Трудно сказать, кому здесь больше обязан Поплавский — Платону с его доктриной ноэтического знания, удерживающего познаваемые идеи в области трансцендентального, или Прусту с его тенденцией «сдвинуть» вспоминаемый объект в область имманентного. Если для греческого философа анамнезис устанавливает связь между субъектом и абсолютной объективной реальностью трансцендентального мира идей, то для французского писателя воспоминание есть переживание своего прошлого как имманентной реальности сознания. Конечно, Поплавский говорит о том, какие воспоминания вызывает у него запах мандаринной кожуры или вальс из «Веселой вдовы», но при этом сама возможность воспоминания, спровоцированного чувственно постигаемым феноменом, обусловливается неким состоянием «особого содержательного волнения», которое не вытекает из созерцания конкретного феномена.

Габриэль Марсель обратил внимание на то, что в представлении Бергсона музыкальное произведение нацелено прежде всего на то, чтобы освободить нас от прошлого, причем «прошлое не является здесь тем или иным отрезком исторического становления, более или менее явно уподобленным движению в пространстве, кинематографической последовательности. Оно есть необъяснимое основание в себе, по отношению к которому настоящее не только упорядочивается, но, главное, приобретает качественные характеристики. Эти множественные части прошлого являются, по существу, чувственными перспективами, согласно которым наша жизнь может быть вновь прожитой, но не в качестве серии событий, а как неделимое единство.

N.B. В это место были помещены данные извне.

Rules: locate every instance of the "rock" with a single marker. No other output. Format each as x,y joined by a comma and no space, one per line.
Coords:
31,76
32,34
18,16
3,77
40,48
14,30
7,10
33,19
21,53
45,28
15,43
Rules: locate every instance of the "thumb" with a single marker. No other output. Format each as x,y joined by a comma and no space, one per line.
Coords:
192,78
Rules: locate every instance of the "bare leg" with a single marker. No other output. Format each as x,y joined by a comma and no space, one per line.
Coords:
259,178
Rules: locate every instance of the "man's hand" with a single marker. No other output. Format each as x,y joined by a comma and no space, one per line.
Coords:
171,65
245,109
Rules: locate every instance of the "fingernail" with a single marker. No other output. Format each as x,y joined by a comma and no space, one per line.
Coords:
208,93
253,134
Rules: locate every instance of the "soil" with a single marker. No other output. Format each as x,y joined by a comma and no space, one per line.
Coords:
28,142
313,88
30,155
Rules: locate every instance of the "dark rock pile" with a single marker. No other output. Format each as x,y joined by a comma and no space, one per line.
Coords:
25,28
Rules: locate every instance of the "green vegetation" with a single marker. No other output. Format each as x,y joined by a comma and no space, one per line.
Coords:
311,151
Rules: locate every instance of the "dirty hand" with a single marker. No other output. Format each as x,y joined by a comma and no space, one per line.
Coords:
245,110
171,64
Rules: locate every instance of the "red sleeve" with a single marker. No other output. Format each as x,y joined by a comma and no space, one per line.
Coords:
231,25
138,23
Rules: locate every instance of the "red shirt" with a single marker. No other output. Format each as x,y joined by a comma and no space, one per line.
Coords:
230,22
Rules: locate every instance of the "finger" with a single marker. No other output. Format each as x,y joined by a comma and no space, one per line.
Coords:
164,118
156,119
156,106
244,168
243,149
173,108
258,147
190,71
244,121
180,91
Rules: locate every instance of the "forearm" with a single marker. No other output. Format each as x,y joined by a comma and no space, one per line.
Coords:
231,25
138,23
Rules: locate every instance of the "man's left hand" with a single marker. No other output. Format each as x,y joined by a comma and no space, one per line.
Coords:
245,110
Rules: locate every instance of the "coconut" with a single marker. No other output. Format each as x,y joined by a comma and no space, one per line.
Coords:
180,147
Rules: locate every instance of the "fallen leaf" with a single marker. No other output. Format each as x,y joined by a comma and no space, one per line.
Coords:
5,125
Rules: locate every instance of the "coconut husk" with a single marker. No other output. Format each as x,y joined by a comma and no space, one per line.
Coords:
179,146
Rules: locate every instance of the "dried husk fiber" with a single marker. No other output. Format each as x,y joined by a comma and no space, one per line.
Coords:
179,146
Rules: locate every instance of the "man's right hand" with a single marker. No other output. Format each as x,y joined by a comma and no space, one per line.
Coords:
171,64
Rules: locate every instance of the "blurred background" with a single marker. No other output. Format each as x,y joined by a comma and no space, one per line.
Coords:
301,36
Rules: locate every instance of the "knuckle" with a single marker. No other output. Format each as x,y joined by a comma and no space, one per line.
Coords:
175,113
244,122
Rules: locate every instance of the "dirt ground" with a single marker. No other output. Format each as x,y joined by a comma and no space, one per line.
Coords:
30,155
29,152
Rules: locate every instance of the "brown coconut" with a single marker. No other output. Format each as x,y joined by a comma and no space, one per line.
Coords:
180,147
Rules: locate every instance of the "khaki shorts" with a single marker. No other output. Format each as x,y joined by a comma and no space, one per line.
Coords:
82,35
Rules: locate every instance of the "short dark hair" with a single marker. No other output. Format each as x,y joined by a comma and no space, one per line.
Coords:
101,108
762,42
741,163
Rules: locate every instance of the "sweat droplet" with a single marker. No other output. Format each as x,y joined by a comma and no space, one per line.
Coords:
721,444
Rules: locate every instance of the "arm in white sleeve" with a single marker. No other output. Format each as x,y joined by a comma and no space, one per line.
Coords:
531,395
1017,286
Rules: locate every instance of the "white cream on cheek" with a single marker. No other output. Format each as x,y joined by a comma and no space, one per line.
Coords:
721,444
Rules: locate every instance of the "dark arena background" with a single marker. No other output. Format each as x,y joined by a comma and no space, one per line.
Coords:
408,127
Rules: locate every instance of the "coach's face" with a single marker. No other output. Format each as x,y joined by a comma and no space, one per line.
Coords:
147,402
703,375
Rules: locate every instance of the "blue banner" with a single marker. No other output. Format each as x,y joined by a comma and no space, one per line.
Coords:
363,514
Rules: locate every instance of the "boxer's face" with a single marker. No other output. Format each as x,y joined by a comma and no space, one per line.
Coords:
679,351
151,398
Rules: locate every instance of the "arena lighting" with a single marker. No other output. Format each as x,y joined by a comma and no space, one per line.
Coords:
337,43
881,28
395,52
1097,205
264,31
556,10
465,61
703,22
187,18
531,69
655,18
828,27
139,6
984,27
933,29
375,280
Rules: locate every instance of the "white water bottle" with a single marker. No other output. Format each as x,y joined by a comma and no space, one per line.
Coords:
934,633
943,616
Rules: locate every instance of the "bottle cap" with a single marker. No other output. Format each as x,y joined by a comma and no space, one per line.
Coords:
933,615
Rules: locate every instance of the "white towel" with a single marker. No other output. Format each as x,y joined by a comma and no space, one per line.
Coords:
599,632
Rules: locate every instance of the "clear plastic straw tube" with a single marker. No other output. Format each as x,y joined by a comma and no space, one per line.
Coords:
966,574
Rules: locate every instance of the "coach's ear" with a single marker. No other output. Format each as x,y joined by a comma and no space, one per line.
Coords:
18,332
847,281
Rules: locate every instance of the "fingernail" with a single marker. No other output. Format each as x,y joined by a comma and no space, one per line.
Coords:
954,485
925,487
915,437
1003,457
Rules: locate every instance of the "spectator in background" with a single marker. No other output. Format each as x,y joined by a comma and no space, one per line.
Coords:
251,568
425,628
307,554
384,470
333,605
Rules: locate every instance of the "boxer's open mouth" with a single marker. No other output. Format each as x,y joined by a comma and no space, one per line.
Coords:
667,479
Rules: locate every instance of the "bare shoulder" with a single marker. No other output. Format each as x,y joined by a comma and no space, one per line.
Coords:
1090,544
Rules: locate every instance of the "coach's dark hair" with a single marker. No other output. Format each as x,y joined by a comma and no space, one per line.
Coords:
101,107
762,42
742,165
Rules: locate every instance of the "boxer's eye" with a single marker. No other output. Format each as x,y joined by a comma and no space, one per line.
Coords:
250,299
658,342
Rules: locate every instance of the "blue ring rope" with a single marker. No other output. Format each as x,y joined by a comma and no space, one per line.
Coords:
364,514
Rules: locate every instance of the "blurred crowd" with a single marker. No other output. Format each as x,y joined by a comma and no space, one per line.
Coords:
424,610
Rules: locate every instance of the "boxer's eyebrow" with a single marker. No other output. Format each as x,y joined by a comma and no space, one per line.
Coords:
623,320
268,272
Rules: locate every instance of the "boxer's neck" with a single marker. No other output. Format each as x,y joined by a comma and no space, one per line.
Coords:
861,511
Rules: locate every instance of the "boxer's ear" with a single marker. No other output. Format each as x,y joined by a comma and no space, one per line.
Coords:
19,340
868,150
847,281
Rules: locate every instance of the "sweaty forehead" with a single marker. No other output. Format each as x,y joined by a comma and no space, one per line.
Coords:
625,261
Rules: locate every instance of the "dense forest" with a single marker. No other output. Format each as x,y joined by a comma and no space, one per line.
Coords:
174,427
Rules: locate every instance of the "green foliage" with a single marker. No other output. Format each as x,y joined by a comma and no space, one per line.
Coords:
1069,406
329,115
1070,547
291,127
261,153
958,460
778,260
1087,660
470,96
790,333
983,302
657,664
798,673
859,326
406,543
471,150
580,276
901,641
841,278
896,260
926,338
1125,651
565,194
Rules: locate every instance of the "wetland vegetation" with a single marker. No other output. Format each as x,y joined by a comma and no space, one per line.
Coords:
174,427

Только искусству или еще, наверное, любви, по силам постичь это единство»[17]. Слушая вальс из «Веселой вдовы», Поплавский также проживает свое детство не как серию прошлых событий, а как неделимое единство прошлого.

Можно поэтому сказать, что состояние «особого содержательного волнения» возникает не столько от чувственного ощущения, скажем, развевающихся флагов, лоснящегося асфальта или запаха мандаринов, а от трудно определимого переживания «этого всего», в котором, на мой взгляд, чувственное восприятие неотделимо от интеллектуальной интуиции, от умозрения. Определенную аналогию можно здесь провести с теорией гештальткачеств, предложенной Христианом Эренфельсом; согласно психологу, гештальткачества присущи самим гештальтам в целом, а не вытекают из свойств частей этих гештальтов. Например, восприятие аккорда отличается от суммы восприятий отдельных тонов, составляющих этот аккорд. У Поплавского также переживание «этого всего» не сводится к сумме переживаний визуальных, акустических или ольфакторных образов. Принимая же во внимание зависимость рассуждений поэта от платоновской философии, можно предположить, что «содержательное волнение», как сочетание чувственного восприятия феноменов и созерцания «нечувственных слагаемых целого» (выражение Н. Лосского[18]), манифестирует себя в качестве формы познания, находящей частичную аналогию в платоновском анамнезисе. Именно в момент «содержательного волнения» душа предрасположена вспомнить ту истину, которой, как утверждает Сократ в «Федоне», человек обладает еще до своего рождения.

С другой стороны, понятие «содержательного волнения» как индивидуального душевного переживания вполне может быть связано со стоической интерпретацией платоновской идеи. Как отмечает Э. Панофски, стоики (столь любимые Поплавским. — Д. Т.) «истолковали платоновские идеи как врожденные, предшествующие опыту έννοήματα (мысли) или notiones anticipatae (врожденные идеи), которые мы, правда, едва ли должны понимать как „субъективные“ в современном смысле слов, но трансцендентным сущностям Платона они противостоят как имманентные содержания»[19].